The expected output here:
Logical A B C D
1 TRUE 1 1.00 1.0 0
2 FALSE 2 0.05 10.8 1
3 FALSE 3 0.80 15.0 2
4 FALSE 2 0.05 10.8 1
5 FALSE 3 0.80 15.0 2
6 FALSE 1 1.00 1.0 3
First row gets 0
because Logical
is TRUE
, second and fourth row get 1
because the variables A
, B
and C
are approximately equal there, same for second and fifth row. Row six gets a 3
because it is the next unique row. Note that the order of integers assigned in D
is irrelevant except for the 0
. e.g., rows 2 and 4 could also be assigned 2
as long as this integer is unique in the other cases of D
.
I have considered using aggregating functions.

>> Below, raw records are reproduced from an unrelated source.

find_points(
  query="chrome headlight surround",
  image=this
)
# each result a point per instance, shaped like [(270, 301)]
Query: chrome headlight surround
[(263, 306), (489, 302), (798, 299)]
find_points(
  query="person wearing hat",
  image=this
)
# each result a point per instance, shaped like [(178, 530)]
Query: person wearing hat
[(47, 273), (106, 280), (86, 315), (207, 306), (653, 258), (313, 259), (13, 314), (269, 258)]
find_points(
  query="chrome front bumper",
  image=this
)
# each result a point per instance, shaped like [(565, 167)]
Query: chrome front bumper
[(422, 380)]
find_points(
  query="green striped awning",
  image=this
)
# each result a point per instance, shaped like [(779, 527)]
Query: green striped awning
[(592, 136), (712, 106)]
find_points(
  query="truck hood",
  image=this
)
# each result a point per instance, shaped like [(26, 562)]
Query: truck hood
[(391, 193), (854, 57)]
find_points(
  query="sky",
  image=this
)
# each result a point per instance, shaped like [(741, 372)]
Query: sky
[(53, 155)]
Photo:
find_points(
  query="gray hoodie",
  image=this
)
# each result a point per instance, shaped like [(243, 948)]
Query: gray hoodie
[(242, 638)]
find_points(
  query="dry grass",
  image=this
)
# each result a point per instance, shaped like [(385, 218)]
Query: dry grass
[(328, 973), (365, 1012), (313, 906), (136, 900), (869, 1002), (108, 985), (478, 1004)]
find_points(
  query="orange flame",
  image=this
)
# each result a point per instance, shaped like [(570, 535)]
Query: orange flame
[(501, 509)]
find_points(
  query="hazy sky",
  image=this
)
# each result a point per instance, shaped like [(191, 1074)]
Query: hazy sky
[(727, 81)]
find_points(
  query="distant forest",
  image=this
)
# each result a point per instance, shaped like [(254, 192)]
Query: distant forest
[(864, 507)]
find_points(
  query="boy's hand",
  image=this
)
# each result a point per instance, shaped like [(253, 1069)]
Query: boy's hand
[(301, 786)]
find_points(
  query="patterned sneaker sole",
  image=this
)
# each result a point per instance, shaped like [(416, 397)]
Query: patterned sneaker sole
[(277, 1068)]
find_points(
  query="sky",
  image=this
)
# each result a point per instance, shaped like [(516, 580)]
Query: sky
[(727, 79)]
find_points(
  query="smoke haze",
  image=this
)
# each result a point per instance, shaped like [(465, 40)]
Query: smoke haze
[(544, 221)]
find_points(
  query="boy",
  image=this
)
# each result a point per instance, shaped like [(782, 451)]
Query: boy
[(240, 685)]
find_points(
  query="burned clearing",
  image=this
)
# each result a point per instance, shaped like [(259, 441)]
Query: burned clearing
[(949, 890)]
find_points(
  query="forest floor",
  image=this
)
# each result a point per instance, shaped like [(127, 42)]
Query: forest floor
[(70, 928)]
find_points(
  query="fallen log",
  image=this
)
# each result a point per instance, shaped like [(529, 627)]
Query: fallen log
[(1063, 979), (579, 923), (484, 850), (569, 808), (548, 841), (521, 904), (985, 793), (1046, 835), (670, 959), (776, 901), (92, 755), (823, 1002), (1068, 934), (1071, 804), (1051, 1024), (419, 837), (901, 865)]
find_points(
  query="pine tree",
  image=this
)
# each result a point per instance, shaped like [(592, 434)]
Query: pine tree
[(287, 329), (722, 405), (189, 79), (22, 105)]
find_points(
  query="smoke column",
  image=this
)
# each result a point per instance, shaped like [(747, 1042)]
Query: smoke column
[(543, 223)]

For example using ddply
:
library("plyr")
df$foo <- 1:nrow(df)
foo <- dlply(df,.(A,B,C),'[[',"foo")
df$D <- 0
for (i in 1:length(foo)) df$D[foo[[i]]] <- i
df$D[df$Logical] <- 0
works, but I am not sure how well this will do with floating point errors (I guess I could round the values here before this call and it should be quite stable though). With a loop it is quite easy:
df$D <- 0
c <- 1
for (i in 1:nrow(df))
{
if (!isTRUE(df$Logical[i]) & df$D[i]==0)
{
par <- sapply(1:nrow(df),function(j)!df$Logical[j]&isTRUE(all.equal(unlist(df[j,c("A" ,"B", "C")]),unlist(df[i,c("A" ,"B", "C")]))))
df$D[par] <- c
c <- c+1
}
}
but this is very slow for larger data frames.